Educational Objectives: Upon completion of this activity, participants should be able to:

  1. describe the psychological impact of maternal illness on young children.
  2. utilize counter-transference responses in the clinical setting when working with particularly disturbed children.
Psychologists
New York Psychoanalytic Society & Institute is approved by the American Psychological Association (APA) to sponsor continuing education programs for psychologists. New York Psychoanalytic Society & Institute maintains responsibility for this program and its content.
Social Workers
New York Psychoanalytic Society & Institute is recognized by the New York State Education Department’s State Board for Social Work as an approved provider of continuing education for licensed social workers #SW-0317.
Physicians
This activity has been planned and implemented in accordance with the Essential Areas and policies of the Accreditation Council for Continuing Medical Education through the joint providership of the American Psychoanalytic Association and the New York Psychoanalytic Society and Institute. The American Psychoanalytic Association is accredited by the ACCME to provide continuing medical education for physicians.

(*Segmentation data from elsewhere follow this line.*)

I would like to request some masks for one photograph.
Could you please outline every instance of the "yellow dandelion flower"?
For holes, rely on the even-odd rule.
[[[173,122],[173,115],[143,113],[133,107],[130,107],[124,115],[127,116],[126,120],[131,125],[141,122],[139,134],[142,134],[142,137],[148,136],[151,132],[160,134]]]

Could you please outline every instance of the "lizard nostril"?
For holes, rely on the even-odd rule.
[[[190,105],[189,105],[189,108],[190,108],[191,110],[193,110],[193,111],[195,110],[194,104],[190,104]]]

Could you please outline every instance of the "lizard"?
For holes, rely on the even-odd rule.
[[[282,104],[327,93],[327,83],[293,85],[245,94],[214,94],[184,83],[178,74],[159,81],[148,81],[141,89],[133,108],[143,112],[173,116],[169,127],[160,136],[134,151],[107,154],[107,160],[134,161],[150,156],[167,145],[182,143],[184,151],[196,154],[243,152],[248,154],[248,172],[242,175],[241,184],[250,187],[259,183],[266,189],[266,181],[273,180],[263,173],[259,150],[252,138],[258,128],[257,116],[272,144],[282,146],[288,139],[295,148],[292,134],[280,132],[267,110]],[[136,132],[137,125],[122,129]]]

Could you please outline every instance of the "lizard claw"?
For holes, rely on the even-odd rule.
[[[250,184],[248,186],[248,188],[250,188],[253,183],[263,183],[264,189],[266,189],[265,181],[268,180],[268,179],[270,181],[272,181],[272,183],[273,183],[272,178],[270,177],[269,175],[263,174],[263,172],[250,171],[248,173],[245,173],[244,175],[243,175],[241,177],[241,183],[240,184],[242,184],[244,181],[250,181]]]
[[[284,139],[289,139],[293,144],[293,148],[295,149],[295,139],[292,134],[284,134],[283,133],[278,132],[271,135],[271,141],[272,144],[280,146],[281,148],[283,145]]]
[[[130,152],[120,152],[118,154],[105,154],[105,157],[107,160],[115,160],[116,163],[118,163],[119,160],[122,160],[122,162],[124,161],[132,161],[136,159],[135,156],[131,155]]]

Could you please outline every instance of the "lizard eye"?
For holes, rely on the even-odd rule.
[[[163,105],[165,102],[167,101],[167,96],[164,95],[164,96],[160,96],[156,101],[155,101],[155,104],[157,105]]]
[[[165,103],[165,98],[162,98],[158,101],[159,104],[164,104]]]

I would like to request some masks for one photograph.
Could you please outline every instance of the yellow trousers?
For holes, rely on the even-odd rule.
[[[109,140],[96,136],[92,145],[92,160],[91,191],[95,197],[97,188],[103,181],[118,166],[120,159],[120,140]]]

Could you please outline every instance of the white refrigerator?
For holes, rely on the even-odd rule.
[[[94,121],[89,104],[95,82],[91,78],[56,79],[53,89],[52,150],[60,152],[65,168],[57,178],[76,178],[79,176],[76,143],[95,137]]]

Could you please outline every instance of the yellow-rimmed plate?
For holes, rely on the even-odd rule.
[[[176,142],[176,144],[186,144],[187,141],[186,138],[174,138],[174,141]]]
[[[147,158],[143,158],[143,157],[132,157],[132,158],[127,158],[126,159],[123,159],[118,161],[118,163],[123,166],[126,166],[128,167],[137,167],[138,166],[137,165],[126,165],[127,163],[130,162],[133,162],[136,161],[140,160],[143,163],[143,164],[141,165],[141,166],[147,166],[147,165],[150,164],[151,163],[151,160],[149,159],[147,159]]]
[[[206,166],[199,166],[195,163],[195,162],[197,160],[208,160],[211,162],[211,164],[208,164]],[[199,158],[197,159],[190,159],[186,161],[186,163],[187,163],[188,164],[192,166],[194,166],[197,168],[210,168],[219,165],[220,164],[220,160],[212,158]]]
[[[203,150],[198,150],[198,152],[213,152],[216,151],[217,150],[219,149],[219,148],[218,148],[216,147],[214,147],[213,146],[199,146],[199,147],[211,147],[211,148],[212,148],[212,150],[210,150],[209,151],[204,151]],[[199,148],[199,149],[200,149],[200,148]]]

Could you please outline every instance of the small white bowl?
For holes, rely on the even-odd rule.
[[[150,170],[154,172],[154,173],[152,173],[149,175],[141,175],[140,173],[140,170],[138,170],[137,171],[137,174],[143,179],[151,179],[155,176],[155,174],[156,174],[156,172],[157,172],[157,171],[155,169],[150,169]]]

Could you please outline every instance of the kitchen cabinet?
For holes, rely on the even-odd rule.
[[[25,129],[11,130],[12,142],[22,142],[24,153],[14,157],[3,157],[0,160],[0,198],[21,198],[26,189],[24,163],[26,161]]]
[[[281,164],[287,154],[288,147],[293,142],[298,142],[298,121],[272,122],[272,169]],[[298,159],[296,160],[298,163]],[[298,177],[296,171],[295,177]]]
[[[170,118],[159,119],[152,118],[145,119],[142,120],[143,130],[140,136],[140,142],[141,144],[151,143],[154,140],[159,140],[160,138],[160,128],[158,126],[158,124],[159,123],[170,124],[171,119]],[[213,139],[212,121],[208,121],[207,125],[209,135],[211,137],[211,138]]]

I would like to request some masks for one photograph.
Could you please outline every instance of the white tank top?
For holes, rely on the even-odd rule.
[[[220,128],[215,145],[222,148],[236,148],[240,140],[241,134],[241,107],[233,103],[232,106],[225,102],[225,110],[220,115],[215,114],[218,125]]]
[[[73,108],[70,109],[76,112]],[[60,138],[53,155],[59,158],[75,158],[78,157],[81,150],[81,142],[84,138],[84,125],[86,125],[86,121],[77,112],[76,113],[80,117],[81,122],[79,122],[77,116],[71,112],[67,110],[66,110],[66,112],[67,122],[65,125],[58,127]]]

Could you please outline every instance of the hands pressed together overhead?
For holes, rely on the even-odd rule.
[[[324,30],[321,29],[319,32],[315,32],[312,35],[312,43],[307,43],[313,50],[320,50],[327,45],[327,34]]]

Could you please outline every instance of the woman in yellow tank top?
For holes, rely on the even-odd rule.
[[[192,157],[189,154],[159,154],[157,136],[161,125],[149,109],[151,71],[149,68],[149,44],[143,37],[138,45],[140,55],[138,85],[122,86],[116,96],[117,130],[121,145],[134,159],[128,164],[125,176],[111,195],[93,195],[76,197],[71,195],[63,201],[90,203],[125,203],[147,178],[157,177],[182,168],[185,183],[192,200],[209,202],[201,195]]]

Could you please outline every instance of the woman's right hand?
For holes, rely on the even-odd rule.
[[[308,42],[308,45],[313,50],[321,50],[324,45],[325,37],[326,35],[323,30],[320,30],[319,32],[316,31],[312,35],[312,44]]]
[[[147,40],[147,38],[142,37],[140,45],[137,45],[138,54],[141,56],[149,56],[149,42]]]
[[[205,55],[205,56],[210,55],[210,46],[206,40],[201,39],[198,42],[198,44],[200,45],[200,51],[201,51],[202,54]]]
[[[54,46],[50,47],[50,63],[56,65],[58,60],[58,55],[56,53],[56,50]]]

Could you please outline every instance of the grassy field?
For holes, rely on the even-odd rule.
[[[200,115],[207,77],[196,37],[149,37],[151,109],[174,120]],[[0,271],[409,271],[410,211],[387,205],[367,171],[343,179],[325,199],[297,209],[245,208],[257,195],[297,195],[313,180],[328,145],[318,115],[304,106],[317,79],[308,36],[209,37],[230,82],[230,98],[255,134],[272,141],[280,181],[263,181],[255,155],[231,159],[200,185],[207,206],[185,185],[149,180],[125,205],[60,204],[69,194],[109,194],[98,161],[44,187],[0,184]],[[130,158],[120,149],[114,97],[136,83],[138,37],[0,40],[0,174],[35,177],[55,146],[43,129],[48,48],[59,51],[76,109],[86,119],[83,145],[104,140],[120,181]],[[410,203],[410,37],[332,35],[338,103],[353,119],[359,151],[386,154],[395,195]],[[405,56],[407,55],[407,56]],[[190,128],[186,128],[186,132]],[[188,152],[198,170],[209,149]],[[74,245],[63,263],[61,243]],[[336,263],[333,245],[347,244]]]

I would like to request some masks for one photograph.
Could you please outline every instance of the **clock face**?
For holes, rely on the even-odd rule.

The American Psychoanalytic Association designates this Live Activity for a maximum of (2) AMA PRA Category 1 Credit(s)™. Physicians should claim only the credit commensurate with the extent of their participation in the activity.
Important disclosure information for all learners
None of the planners and presenters of this CME program have any relevant financial relationships to disclose.
Persons with disabilities
The building is wheelchair accessible and has an elevator. Please notify the registrar in advance if you require accommodations.